Egalement dans un souci de précision: la « longueur » du message que nous vous avons adressé est le reflet de notre démarche. Celle de nous adresser directement aux journalistes pour leur présenter notre point de vue, lorsque nous estimons que l’information transmise est biaisée ou erronée, et d’argumenter à l’appui de notre propos. Et une argumentation documentée prend évidemment de la place. Nous sommes bien conscients, et ce n’était pas l’objet de notre lettre, qu’il ne s’agit pas pour vous de reprendre nos propos tels quels.

Concernant la fameuse infographie, nous prenons acte qu’il s’agit de votre choix rédactionnel. Ce que nous regrettons, et c’est ce que nous avons relevé, c’est l’absence de contextualisation de cette infographie, non sa présence, et l’échelle temporaire choisie, pour les motifs que nous vous avons détaillés dans notre premier message.

Malheureusement, certains lecteurs pressés ne retiendront probablement que deux éléments de votre article: le titre et l’infographie. Le titre « Colère contre l’arrivée de requérants » sera mis en lien avec l’infographie, qui montre une augmentation fulgurante des demandes. Le lecteur est ainsi guidé sur une fausse grille interprétative. Or, comme nous l’avons démontré dans notre décryptage, la « hausse des demandes d’asile » est une rhétorique dont les autorités abusent à souhait.

Pour ces raisons, nous proposerons à votre journal une lettre de lecteurs dans le but de compléter le tableau que vous avez pu proposer. L’idée est d’inviter vos lecteurs à ne pas rester figés sur l’image d’une hausse spectaculaire des demandes, qui n’a pas eu lieu en réalité.
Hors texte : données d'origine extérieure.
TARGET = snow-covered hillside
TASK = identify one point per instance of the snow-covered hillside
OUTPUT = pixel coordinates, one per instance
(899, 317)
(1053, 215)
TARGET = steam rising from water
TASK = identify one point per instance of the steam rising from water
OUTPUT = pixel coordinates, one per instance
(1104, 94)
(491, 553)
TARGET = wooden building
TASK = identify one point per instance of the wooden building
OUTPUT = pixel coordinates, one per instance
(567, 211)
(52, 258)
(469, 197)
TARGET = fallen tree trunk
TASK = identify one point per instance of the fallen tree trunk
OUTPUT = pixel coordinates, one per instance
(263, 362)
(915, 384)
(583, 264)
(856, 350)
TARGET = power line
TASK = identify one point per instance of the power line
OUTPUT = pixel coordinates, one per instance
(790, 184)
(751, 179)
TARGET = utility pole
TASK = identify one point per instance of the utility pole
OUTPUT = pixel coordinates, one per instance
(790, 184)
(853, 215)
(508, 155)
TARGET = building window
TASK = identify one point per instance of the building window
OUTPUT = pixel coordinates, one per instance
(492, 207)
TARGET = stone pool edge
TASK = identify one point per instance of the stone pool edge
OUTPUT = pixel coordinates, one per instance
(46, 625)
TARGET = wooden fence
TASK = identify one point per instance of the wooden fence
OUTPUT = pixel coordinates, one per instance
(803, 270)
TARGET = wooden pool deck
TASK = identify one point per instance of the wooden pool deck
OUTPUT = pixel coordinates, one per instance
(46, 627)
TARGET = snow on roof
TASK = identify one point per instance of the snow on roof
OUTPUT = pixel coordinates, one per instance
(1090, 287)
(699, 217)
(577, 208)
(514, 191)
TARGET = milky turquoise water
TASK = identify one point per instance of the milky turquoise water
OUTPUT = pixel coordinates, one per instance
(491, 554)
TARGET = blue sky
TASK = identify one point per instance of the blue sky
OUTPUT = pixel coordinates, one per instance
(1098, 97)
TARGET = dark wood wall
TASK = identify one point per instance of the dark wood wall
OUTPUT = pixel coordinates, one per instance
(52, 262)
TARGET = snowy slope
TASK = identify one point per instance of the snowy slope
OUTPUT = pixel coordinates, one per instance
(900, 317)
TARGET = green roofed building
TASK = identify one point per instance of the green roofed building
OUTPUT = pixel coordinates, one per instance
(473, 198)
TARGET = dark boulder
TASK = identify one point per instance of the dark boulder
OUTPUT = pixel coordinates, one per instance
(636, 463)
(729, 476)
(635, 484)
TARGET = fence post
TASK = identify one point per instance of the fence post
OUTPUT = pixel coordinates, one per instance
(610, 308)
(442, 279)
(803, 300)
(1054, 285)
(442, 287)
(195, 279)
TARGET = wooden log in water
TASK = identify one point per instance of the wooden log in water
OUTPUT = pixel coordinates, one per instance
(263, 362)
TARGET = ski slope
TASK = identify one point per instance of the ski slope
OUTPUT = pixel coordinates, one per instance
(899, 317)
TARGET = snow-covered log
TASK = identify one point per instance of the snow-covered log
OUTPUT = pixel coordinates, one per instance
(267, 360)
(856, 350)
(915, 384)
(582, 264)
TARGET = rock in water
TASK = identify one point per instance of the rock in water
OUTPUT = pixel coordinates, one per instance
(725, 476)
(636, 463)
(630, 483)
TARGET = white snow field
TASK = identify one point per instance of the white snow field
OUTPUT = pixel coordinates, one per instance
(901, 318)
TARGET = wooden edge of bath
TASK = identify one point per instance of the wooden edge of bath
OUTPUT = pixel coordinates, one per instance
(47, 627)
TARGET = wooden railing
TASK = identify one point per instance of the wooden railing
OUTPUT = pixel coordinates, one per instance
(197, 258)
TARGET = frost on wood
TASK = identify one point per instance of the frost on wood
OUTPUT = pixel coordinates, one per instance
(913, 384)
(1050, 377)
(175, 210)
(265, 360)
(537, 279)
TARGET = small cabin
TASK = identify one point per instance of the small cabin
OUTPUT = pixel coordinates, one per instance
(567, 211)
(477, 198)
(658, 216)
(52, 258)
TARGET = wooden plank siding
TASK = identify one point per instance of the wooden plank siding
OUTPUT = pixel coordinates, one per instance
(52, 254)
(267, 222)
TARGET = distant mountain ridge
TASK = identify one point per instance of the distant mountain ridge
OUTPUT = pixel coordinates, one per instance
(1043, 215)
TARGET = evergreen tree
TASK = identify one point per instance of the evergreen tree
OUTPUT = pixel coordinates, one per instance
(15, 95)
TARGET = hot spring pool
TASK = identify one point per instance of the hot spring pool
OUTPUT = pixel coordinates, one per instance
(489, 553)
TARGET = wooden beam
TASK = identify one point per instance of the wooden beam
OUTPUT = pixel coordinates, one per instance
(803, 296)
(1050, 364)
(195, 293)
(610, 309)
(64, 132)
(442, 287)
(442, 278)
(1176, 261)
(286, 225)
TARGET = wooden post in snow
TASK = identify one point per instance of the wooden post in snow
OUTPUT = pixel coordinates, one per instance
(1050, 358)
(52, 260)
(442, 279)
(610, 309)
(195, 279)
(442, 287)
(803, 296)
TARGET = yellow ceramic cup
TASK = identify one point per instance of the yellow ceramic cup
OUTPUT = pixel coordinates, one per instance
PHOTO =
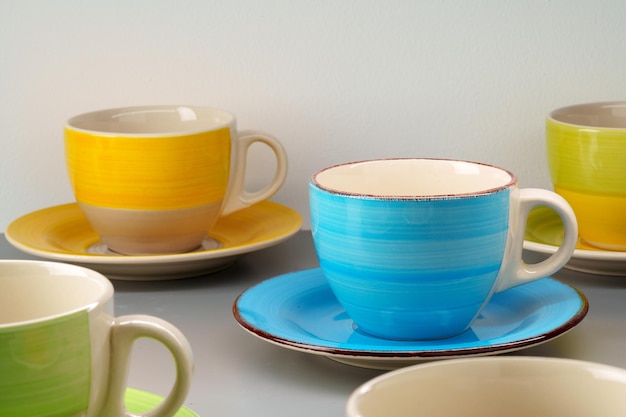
(154, 179)
(586, 148)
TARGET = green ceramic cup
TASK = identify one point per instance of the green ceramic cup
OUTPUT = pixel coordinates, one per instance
(62, 351)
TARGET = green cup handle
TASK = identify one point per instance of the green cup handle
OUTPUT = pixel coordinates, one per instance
(514, 270)
(124, 332)
(237, 197)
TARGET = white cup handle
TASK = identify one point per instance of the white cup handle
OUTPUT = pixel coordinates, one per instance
(124, 332)
(514, 270)
(237, 197)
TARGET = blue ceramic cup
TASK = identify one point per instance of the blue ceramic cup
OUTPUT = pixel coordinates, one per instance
(415, 248)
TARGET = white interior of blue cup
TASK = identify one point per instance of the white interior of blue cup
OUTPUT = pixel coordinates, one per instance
(413, 178)
(152, 120)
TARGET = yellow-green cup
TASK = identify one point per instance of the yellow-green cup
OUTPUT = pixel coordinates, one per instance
(154, 179)
(586, 149)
Nous espérons que vous ferez bon accueil à cette proposition, qui se veut non polémique, étant entendu que nous sommes tout autant que vous persuadés de l’importance de montrer l’évolution des demandes d’asile. Cette évolution et la structure des demandes d’asile déposées en 2014 posent en effet un certain nombre de questions en lien avec l’hébergement, notamment en regard de la planification fédérale du traitement des demandes d’asile et sur ses conséquences pour les cantons.
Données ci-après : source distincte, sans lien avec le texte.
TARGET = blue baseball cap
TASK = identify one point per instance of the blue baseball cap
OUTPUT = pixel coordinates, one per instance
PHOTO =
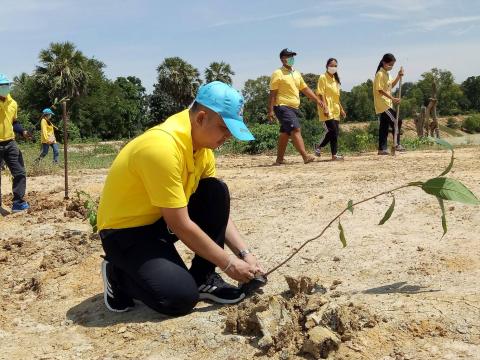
(48, 111)
(228, 103)
(4, 80)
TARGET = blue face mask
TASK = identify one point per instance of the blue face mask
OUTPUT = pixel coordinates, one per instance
(4, 90)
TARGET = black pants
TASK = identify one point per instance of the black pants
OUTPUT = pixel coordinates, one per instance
(147, 267)
(331, 135)
(11, 154)
(387, 119)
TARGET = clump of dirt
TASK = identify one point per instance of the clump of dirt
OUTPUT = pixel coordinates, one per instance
(301, 321)
(75, 209)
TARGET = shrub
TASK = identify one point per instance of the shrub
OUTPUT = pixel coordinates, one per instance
(452, 123)
(471, 124)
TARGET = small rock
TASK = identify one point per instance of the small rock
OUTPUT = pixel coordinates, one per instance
(320, 342)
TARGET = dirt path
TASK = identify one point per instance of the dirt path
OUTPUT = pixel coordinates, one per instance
(424, 290)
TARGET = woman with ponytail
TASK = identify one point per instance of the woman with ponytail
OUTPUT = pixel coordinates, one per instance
(48, 136)
(384, 100)
(328, 89)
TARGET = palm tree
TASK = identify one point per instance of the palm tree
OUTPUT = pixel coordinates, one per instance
(220, 71)
(63, 70)
(178, 80)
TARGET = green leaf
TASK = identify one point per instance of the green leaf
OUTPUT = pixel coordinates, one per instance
(350, 206)
(389, 212)
(444, 218)
(342, 234)
(450, 189)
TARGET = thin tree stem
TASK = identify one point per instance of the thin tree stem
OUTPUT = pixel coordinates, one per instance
(330, 224)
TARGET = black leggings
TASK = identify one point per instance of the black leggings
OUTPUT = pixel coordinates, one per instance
(387, 120)
(331, 135)
(147, 267)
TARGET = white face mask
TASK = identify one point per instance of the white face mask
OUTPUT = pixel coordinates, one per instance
(332, 69)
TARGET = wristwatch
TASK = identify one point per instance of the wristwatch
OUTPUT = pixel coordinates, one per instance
(243, 253)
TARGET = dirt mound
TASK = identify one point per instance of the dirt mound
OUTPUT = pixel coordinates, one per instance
(303, 320)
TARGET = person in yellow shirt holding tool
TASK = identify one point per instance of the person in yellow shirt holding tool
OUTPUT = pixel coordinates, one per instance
(161, 188)
(384, 100)
(9, 151)
(328, 89)
(284, 101)
(48, 136)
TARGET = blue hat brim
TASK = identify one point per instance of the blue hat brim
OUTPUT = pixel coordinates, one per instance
(238, 129)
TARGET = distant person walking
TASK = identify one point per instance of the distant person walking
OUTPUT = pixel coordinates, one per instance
(9, 151)
(48, 136)
(284, 101)
(383, 100)
(328, 90)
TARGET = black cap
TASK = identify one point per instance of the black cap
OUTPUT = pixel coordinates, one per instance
(287, 52)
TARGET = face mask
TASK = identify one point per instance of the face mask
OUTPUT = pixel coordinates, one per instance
(4, 90)
(332, 69)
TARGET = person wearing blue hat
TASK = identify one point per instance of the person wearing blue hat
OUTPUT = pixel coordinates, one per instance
(48, 136)
(9, 151)
(162, 188)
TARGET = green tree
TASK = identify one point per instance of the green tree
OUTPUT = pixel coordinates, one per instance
(62, 70)
(220, 71)
(256, 94)
(471, 89)
(176, 87)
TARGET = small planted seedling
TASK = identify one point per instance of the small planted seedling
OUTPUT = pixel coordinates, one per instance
(441, 187)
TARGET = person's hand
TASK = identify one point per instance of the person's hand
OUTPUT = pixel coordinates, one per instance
(252, 260)
(240, 270)
(271, 117)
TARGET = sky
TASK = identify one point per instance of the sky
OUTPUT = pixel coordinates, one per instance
(133, 37)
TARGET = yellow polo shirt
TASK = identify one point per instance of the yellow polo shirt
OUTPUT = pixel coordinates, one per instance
(8, 113)
(382, 82)
(328, 87)
(158, 169)
(47, 132)
(288, 83)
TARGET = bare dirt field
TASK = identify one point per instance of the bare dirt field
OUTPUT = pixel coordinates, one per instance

Notre courrier de lecteur a été publié dans Le Temps dans l’édition du 30 mars 2015:

Effet visuel trompeurEn illustration de l’article « Colère contre l’arrivée de requérants » (Le Temps, 25.02.2015), une infographie présente, sans légende ni commentaire, la fluctuation des demandes d’asile sur les dix dernières années, soit de 2005 à 2010. Ce choix temporel est malheureux dans la mesure où il fait visuellement apparaître une image tronquée de la réalité. En effet, les années 2005 à 2007 ont été trois années exceptionnellement basses en Suisse comme en Europe si l’on considère les flux migratoires des 20 dernières années. Or l’effet visuel d’un tel graphique est loin d’être neutre: partant des 10’500 demandes déposées en 2005, la courbe monte inexorablement pour atteindre les 24’000 requêtes annuelles en 2014. Le lecteur non averti est donc frappé par une impression de hausse quasi-exponentielle. Il ne sait pas que deux ou trois ans plus tôt, la courbe s’élevait à 21’000 demandes (en 2003) et 26’000 demandes (en 2002). Il ne sait peut-être pas non plus que la Suisse a été capable de gérer jusqu’à 47’000 demandeurs d’asile au plus fort de la crise des Balkans. Ou que depuis 4 ans, le nombre de demandes d’asile déposées en Suisse est relativement stable, et ce malgré la situation politique internationale et notamment la crise syrienne. Dans un contexte aussi sensible que celui de l’asile, où certains s’amusent à agiter le spectre d’une « invasion » de réfugiés, certains choix temporels ont toute leur importance. En particulier si l’objectif est de fournir aux lecteurs une information complète, leur permettant de se forger une opinion fondée sur des faits.